Mature leaves of rice switched to high CO2 showed no significant difference in Glc and Fru pool sizes by d 3 compared with ambient-CO2 controls (Table III). However, Suc decreased dramatically by d 3, similar to that of plants switched to ambient CO2. By d 10 soluble sugar pool sizes in leaves of plants switched to high CO2 were not significantly different from those of plants kept at ambient CO2.
Glc and Fru pool sizes of expanding leaves generally exceeded those of mature leaves (Table III). Suc content increased continuously in all treatments during the course of the experiment, and by d 10 the high-CO2 plants and plants switched to high CO2 showed significantly greater amounts than plants kept in ambient CO2. By d 10 plants kept at high CO2 showed 47% and 23% greater Glc and Fru pool sizes, respectively, than plants kept at ambient CO2. Expanding leaves of plants switched to ambient CO2 showed a decrease in both Glc and Fru on d 3, with Glc attaining a level significantly less than that of plants kept at ambient CO2. From d 3 to 10 there was little change in the level of Glc and Fru in ambient-CO2-switched rice, and although Suc increased, it remained significantly less than in the other three treatments. Plants switched to high CO2 showed a small decline in Glc and Fru at d 3. However, by d 10 the amount of Glc, Fru, and Suc had increased dramatically to levels similar to that in plants kept at high CO2.
DISCUSSION
A cross-switching of growth [CO2] for rice previously grown at either ambient (350 μL L−1) or high (700 μL L−1) CO2 resulted in a rapid (24 h) change in rbcS gene expression. Both expanding and mature leaves of rice switched to high CO2 showed a decrease in transcripts with respect to plants maintained at ambient CO2. In contrast, high-CO2 plants switched to ambient CO2 showed an increase in rbcS transcripts. Whatever signaled the response in the expression of rbcS with the switching of growth [CO2] apparently was sensed by both expanding and mature leaves. This change in transcript levels persisted in mature leaves at d 10. Rapid responses in rbcS mRNA have been detected as a consequence of exogenously added sugars in detached tomato leaves (Van Oosten and Besford, 1994), maize mesophyll protoplasts (Sheen, 1990), and autotrophic cell-suspension cultures (Krapp et al., 1993). However, to our knowledge, this is the first report of a rapid response in rbcS expression for plants growing under field-like conditions and exposed to different [CO2].

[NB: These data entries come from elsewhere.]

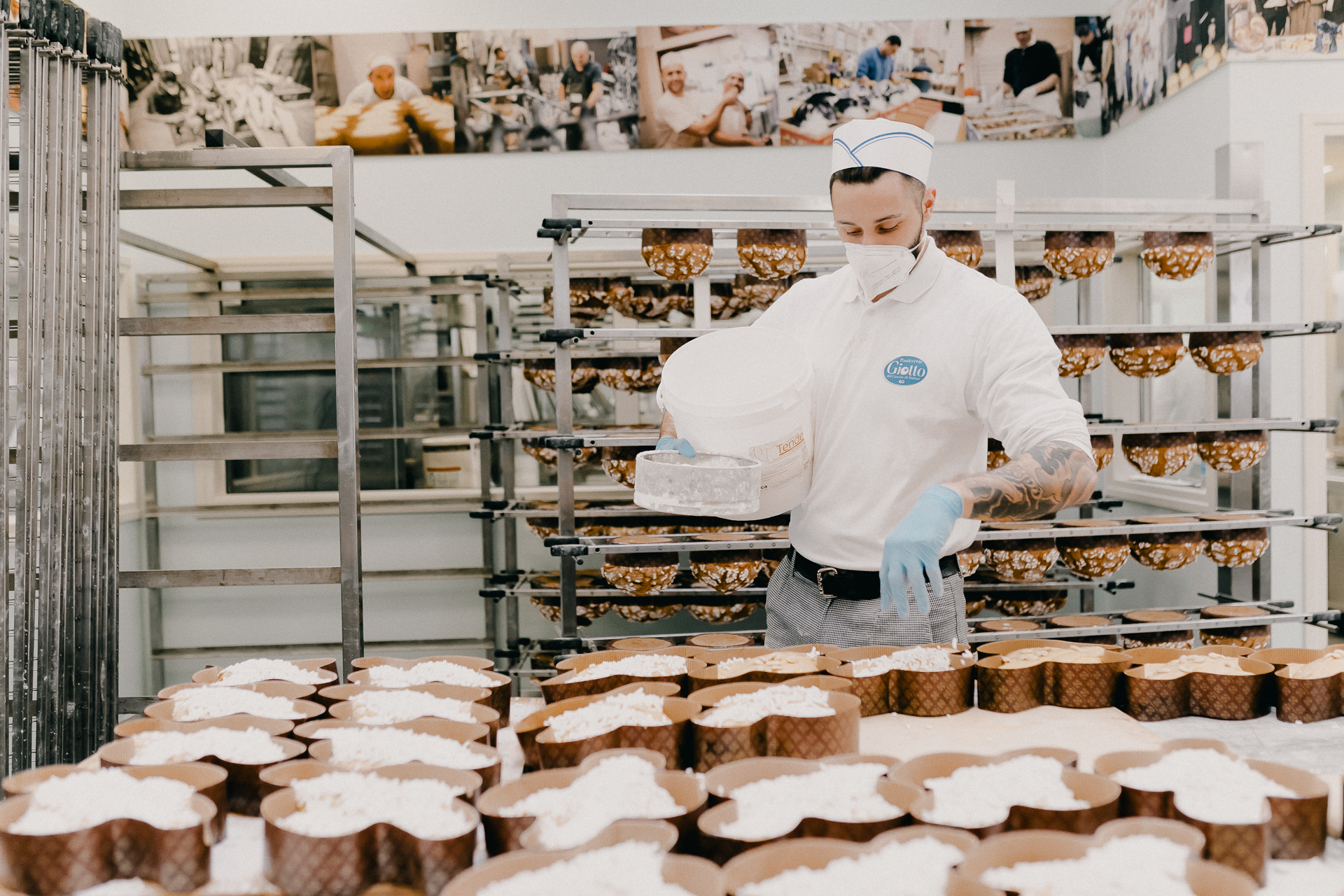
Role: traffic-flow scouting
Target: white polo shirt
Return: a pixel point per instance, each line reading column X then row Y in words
column 906, row 391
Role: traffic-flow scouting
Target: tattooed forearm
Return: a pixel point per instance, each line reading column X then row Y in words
column 1042, row 481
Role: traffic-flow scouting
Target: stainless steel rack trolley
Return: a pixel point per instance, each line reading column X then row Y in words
column 1011, row 230
column 58, row 663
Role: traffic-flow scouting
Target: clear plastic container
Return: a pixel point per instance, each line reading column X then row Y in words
column 701, row 485
column 748, row 393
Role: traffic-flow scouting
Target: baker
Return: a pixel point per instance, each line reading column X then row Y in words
column 1031, row 71
column 384, row 83
column 916, row 362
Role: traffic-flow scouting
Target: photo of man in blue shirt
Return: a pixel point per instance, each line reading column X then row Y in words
column 876, row 64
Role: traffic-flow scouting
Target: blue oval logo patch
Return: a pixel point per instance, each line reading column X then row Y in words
column 905, row 371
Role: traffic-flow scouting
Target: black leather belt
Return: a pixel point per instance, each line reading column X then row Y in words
column 853, row 584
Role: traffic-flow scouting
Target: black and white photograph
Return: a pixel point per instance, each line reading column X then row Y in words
column 708, row 86
column 1023, row 78
column 1284, row 29
column 470, row 92
column 257, row 89
column 907, row 70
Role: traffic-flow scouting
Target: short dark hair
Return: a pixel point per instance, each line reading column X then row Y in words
column 869, row 175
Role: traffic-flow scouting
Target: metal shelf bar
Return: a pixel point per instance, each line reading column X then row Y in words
column 1322, row 425
column 227, row 324
column 227, row 198
column 270, row 367
column 1142, row 528
column 362, row 293
column 726, row 227
column 232, row 158
column 167, row 251
column 279, row 178
column 1073, row 330
column 820, row 203
column 279, row 435
column 1265, row 330
column 1139, row 628
column 226, row 578
column 248, row 450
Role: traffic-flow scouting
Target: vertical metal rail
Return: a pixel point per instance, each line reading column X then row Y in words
column 564, row 419
column 61, row 610
column 347, row 406
column 31, row 147
column 7, row 403
column 486, row 418
column 1243, row 298
column 92, row 681
column 111, row 273
column 99, row 539
column 504, row 342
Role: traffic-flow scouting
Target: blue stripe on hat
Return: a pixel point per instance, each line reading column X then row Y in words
column 898, row 133
column 846, row 147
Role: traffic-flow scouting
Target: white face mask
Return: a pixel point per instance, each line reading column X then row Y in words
column 881, row 267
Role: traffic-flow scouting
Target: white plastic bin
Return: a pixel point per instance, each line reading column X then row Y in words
column 748, row 393
column 451, row 463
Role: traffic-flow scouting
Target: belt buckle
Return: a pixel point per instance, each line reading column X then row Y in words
column 823, row 587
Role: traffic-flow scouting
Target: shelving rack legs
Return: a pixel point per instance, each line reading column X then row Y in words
column 1241, row 227
column 58, row 663
column 344, row 448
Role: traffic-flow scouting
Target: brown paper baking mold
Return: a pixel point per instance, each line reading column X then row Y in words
column 695, row 875
column 311, row 710
column 470, row 735
column 1057, row 684
column 290, row 690
column 500, row 692
column 910, row 694
column 764, row 862
column 1301, row 699
column 178, row 860
column 1100, row 793
column 723, row 780
column 562, row 685
column 505, row 834
column 777, row 735
column 244, row 783
column 1296, row 828
column 1205, row 878
column 239, row 722
column 723, row 811
column 482, row 713
column 708, row 676
column 996, row 648
column 323, row 664
column 381, row 853
column 540, row 750
column 206, row 780
column 1198, row 694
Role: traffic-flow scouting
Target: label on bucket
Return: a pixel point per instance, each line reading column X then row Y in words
column 783, row 460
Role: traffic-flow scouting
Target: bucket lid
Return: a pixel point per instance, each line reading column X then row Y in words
column 737, row 371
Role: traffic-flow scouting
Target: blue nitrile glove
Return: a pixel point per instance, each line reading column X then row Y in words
column 910, row 551
column 672, row 444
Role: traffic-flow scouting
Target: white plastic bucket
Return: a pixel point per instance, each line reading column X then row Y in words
column 748, row 393
column 449, row 463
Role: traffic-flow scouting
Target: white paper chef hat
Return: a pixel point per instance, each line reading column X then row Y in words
column 876, row 143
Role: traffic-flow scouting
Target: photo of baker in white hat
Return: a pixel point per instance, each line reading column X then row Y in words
column 916, row 360
column 384, row 83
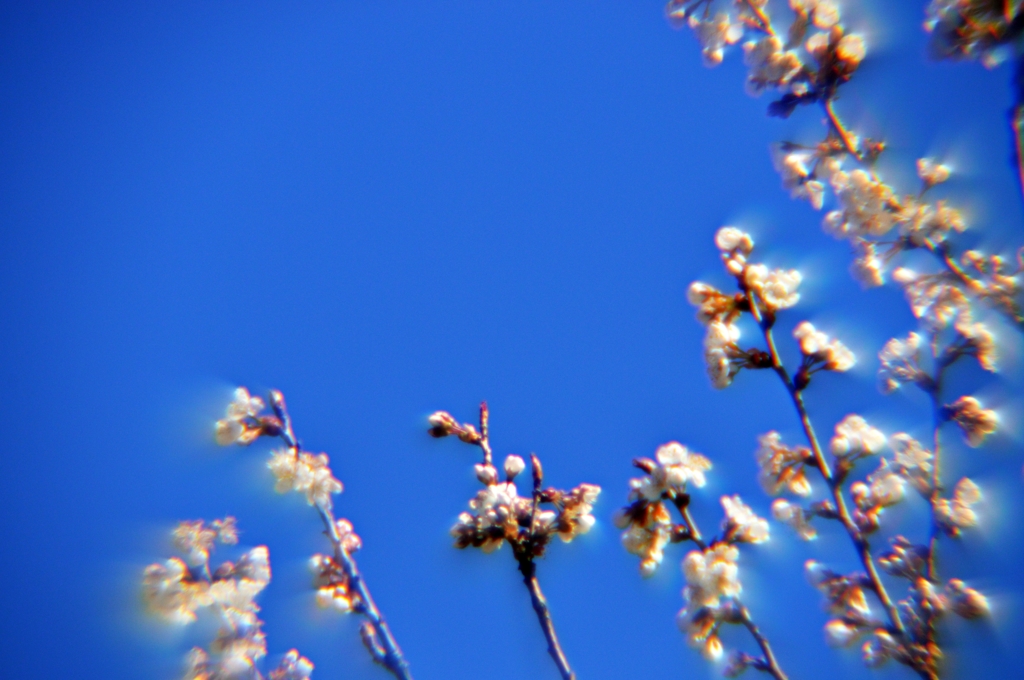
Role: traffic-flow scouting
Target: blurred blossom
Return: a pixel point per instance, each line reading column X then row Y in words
column 855, row 437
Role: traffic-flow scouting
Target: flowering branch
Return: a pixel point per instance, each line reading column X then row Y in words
column 340, row 584
column 989, row 32
column 765, row 323
column 177, row 592
column 712, row 594
column 498, row 514
column 817, row 58
column 909, row 635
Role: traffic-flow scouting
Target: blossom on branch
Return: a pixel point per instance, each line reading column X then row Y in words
column 976, row 422
column 741, row 525
column 782, row 466
column 818, row 347
column 855, row 437
column 306, row 473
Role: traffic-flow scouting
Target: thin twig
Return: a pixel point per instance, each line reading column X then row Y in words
column 773, row 668
column 528, row 569
column 841, row 130
column 935, row 393
column 856, row 536
column 391, row 659
column 768, row 664
column 762, row 17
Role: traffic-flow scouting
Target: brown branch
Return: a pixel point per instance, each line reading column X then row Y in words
column 385, row 650
column 856, row 536
column 841, row 130
column 760, row 13
column 528, row 569
column 773, row 668
column 769, row 664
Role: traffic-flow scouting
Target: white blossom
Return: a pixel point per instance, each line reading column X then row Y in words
column 958, row 511
column 976, row 422
column 711, row 575
column 934, row 300
column 830, row 351
column 839, row 633
column 794, row 515
column 932, row 172
column 513, row 466
column 236, row 426
column 293, row 667
column 306, row 473
column 740, row 523
column 900, row 363
column 776, row 288
column 854, row 436
column 715, row 34
column 865, row 206
column 770, row 65
column 781, row 466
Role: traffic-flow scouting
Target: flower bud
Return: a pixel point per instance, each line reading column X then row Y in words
column 441, row 424
column 486, row 474
column 469, row 434
column 513, row 466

Rubisco total activity and content measured at midday responded to the switching of rice to ambient CO2, but this response was not as rapid nor did it parallel the response in transcript levels. For expanding leaves, Rubisco total activity and content among all treatments were not significantly different on d 3, but by d 10 increased significantly for rice switched to ambient CO2 and decreased for plants switched to high CO2, although the change was not significantly different from that in plants kept at ambient CO2. A lag time between rbcS expression and changes in Rubisco total activity and content has been shown by others. Krapp et al. (1993) found that when Chenopodium rubrum cell-suspension cultures were supplied with Glc, the expression of rbcS transcripts decreased within 6 h, which was long before significant changes in Rubisco total activity and content occurred. In all CO2 treatments, mature leaves showed an overall trend of decreasing Rubisco total activity and content over time. The decrease was considerably greater in rice maintained at high CO2. Switching to ambient CO2 slowed this decline so that it paralleled that of plants maintained at ambient CO2. However, switching to high CO2 had no apparent effect on Rubisco total activity and content in mature leaves.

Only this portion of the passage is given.